You should install the iodine-client before you get stuck somewhere without internet.

It is found in many repositories as “iodine” or “iodine-client”. On Arch-Linux:

pacman -Sy iodine

Then to use this technique when you are behind a captive portal, make sure you are connected to the hotspot. Then, when you have confirmed there is a hole in the security of the captive portal with the ping method described in the first part of this article, run the following command. (it will ask a password if set)

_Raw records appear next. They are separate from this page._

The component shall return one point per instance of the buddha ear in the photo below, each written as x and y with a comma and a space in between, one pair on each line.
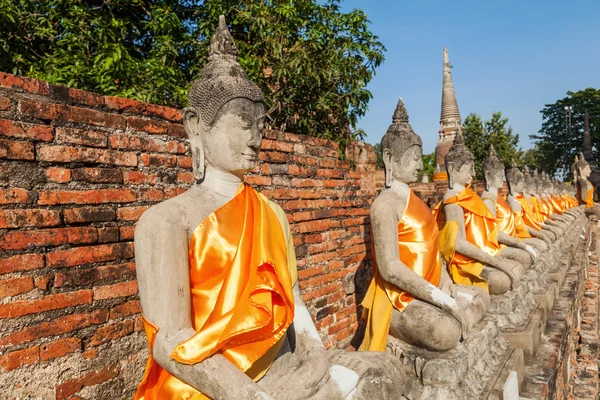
195, 129
450, 173
387, 162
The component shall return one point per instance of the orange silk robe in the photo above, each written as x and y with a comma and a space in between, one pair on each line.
418, 249
480, 230
242, 299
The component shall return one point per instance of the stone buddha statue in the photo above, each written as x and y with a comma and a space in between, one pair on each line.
494, 178
469, 237
411, 295
217, 271
526, 225
585, 187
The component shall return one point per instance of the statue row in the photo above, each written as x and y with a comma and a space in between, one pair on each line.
217, 270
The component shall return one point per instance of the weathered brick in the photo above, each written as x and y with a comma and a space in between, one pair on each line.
59, 348
61, 112
67, 154
97, 175
21, 262
158, 160
87, 255
27, 131
20, 218
126, 309
122, 289
81, 136
15, 196
58, 326
68, 388
85, 276
14, 150
19, 358
58, 175
131, 213
15, 286
53, 197
89, 214
47, 303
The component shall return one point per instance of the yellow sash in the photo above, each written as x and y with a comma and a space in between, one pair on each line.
418, 249
242, 299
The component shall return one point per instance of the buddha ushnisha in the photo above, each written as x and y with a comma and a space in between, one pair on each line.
494, 177
469, 236
411, 295
217, 271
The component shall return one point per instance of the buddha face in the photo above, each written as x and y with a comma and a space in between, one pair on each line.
233, 142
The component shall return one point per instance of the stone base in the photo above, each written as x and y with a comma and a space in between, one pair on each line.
462, 373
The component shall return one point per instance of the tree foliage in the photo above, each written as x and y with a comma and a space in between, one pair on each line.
557, 143
312, 60
479, 135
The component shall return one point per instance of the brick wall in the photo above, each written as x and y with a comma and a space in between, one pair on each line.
76, 172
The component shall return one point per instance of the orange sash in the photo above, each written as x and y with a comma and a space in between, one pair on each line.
242, 299
419, 250
529, 216
480, 230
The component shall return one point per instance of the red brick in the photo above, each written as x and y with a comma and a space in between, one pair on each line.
19, 358
81, 136
146, 125
53, 197
138, 178
14, 150
111, 332
47, 303
5, 103
58, 175
126, 232
85, 276
20, 218
59, 348
61, 112
122, 289
21, 262
10, 81
87, 255
69, 154
158, 160
98, 175
138, 107
27, 131
126, 309
89, 214
15, 286
58, 326
15, 196
68, 388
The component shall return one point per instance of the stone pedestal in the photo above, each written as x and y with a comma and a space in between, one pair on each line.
473, 370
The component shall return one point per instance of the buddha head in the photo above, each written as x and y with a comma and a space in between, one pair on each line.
515, 179
460, 163
225, 114
583, 168
402, 149
493, 170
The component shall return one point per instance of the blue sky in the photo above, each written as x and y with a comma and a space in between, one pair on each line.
513, 56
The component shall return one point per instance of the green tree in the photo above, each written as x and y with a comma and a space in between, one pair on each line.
479, 135
558, 141
312, 60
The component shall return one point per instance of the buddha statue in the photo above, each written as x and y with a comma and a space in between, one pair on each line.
494, 177
527, 229
217, 271
411, 295
584, 186
469, 236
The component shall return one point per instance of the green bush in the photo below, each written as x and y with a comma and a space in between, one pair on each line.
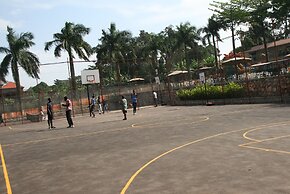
232, 90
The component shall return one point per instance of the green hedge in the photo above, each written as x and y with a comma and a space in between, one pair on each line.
231, 90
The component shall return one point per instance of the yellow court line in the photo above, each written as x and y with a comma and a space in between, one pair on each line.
254, 141
129, 182
265, 149
132, 178
245, 135
8, 186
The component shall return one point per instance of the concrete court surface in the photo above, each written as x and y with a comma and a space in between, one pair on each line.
194, 149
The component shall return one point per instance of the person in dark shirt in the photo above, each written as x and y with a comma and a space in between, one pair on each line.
134, 101
49, 114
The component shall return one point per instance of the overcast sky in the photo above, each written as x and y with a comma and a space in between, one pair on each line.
44, 18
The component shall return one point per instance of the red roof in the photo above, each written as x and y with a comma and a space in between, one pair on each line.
10, 85
269, 45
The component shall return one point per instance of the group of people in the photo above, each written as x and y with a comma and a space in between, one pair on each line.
102, 107
101, 103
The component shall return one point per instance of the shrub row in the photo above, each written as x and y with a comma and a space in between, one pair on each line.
231, 90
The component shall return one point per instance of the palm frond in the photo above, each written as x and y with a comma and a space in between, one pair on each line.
4, 50
4, 67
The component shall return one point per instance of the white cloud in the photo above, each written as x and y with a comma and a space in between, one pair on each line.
4, 23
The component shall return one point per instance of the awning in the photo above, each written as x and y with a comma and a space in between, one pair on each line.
136, 79
238, 60
177, 73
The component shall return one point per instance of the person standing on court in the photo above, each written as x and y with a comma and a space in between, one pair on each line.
99, 105
92, 106
49, 111
134, 100
124, 107
155, 98
68, 111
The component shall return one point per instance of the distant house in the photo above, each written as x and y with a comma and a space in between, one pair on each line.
9, 89
279, 49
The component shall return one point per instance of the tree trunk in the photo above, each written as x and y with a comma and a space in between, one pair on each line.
18, 87
265, 47
215, 54
233, 40
73, 77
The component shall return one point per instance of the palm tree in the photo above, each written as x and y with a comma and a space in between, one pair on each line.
17, 54
71, 40
187, 37
211, 31
114, 42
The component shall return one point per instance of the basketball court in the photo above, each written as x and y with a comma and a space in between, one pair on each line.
194, 149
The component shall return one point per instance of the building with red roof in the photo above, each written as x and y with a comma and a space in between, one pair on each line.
9, 89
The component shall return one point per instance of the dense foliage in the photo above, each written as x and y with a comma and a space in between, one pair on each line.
202, 92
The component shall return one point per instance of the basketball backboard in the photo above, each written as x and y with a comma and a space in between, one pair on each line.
90, 76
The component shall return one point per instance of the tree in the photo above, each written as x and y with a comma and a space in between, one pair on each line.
281, 13
187, 37
230, 14
211, 31
113, 42
168, 47
17, 54
71, 40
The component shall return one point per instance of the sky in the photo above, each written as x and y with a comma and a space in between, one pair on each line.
43, 18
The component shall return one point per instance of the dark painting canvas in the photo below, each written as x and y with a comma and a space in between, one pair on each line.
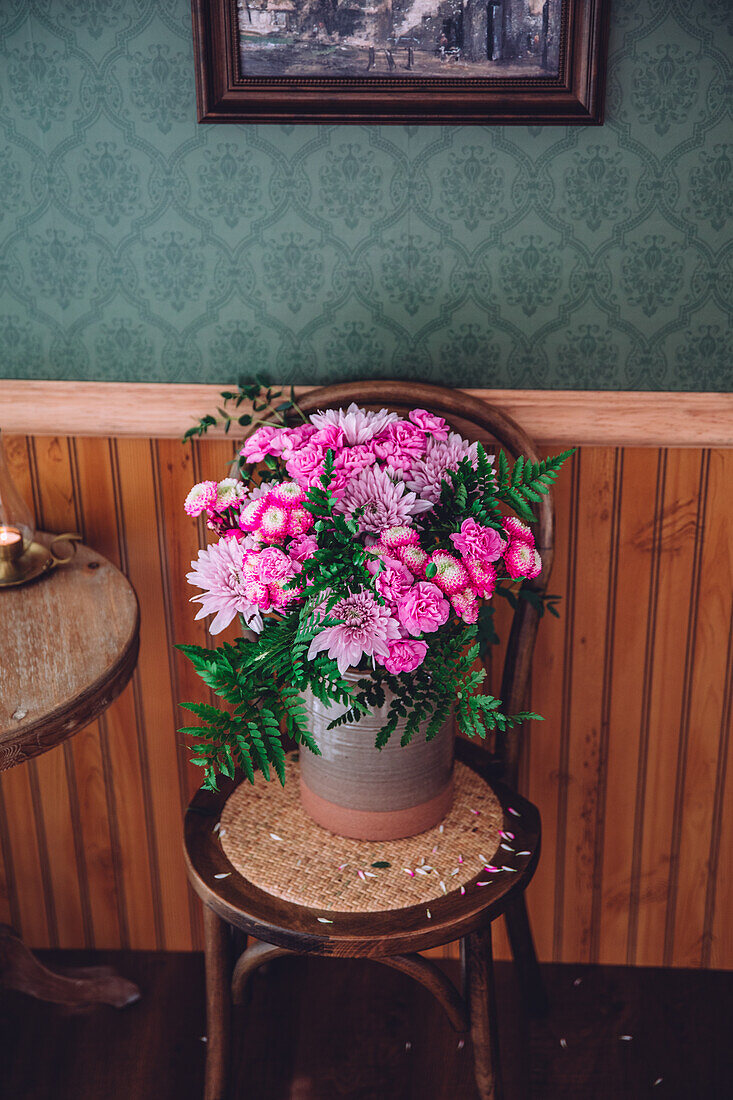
451, 39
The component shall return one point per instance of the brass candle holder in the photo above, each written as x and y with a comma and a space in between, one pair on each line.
22, 558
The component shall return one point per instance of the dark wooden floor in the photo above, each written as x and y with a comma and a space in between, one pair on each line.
326, 1030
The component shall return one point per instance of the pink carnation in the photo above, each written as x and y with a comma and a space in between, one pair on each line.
203, 497
221, 572
518, 531
429, 424
367, 629
293, 439
302, 548
423, 608
401, 444
466, 605
398, 536
451, 575
522, 561
483, 576
306, 464
405, 656
477, 541
265, 440
392, 581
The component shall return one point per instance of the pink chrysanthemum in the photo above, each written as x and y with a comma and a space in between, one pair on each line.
518, 531
423, 608
203, 497
429, 471
400, 536
358, 425
522, 561
401, 444
229, 493
483, 576
220, 572
451, 575
405, 656
367, 629
383, 503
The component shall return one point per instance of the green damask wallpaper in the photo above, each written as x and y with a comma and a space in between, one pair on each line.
137, 244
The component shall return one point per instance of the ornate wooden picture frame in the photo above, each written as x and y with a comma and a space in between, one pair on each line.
521, 62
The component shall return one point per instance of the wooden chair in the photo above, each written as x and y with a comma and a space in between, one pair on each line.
392, 937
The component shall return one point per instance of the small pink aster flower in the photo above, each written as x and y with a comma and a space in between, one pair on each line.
273, 523
203, 497
451, 575
287, 493
477, 541
367, 629
382, 502
429, 424
483, 576
429, 471
306, 464
405, 656
518, 531
423, 608
522, 560
229, 493
392, 581
401, 444
265, 440
220, 572
302, 548
398, 536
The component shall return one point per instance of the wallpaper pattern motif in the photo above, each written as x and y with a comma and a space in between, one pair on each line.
137, 244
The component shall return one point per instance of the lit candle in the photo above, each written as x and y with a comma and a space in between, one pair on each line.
11, 543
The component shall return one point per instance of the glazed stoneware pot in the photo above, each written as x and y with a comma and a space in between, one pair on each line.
357, 790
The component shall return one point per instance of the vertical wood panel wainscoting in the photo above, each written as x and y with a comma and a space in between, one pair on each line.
628, 769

iodine <subdomain>.<domain>
Enter password:
Opened dns0 
Opened IPv4 UDP socket 
Sending DNS queries for ****.****.*** to 192.168.1.1
Autodetecting DNS query type (use -T to override).
Using DNS type NULL queries 
Version ok, both using protocol v 0x00000502. You are user #0 
Setting IP of dns0 to 172.18.42.2 
Setting MTU of dns0 to 1130 
Server tunnel IP is 172.18.42.1 
Testing raw UDP data to the server (skip with -r) 
Server is at 192.168.1.2, trying raw login: OK 
Sending raw traffic directly to 192.168.1.2
Connection setup complete, transmitting data. 
Detaching from terminal...

Awesome! We have a tunnel. Now we can contact every port on the server at 172.18.42.1, for example we can SSH to the server:

ssh [email protected]

Now to tunnel a internet connection through, you can use the built in SOCKS-proxy of SSH. To use it supply the -D option with a local port to put the proxy on. All your internet will be tunneled over the ssh-connection if you specify the proxy in your program. example of the command:

ssh [email protected] -D 5000

Research how to setup your programs on your system to use the proxy or use this quick tip which explains how to run commands through a proxy.  There is also a transparent way that tunnels all internet through a ssh tunnel explained here.

Hope you learned something about how the internet works and have some free internet in the meanwhile. Have fun!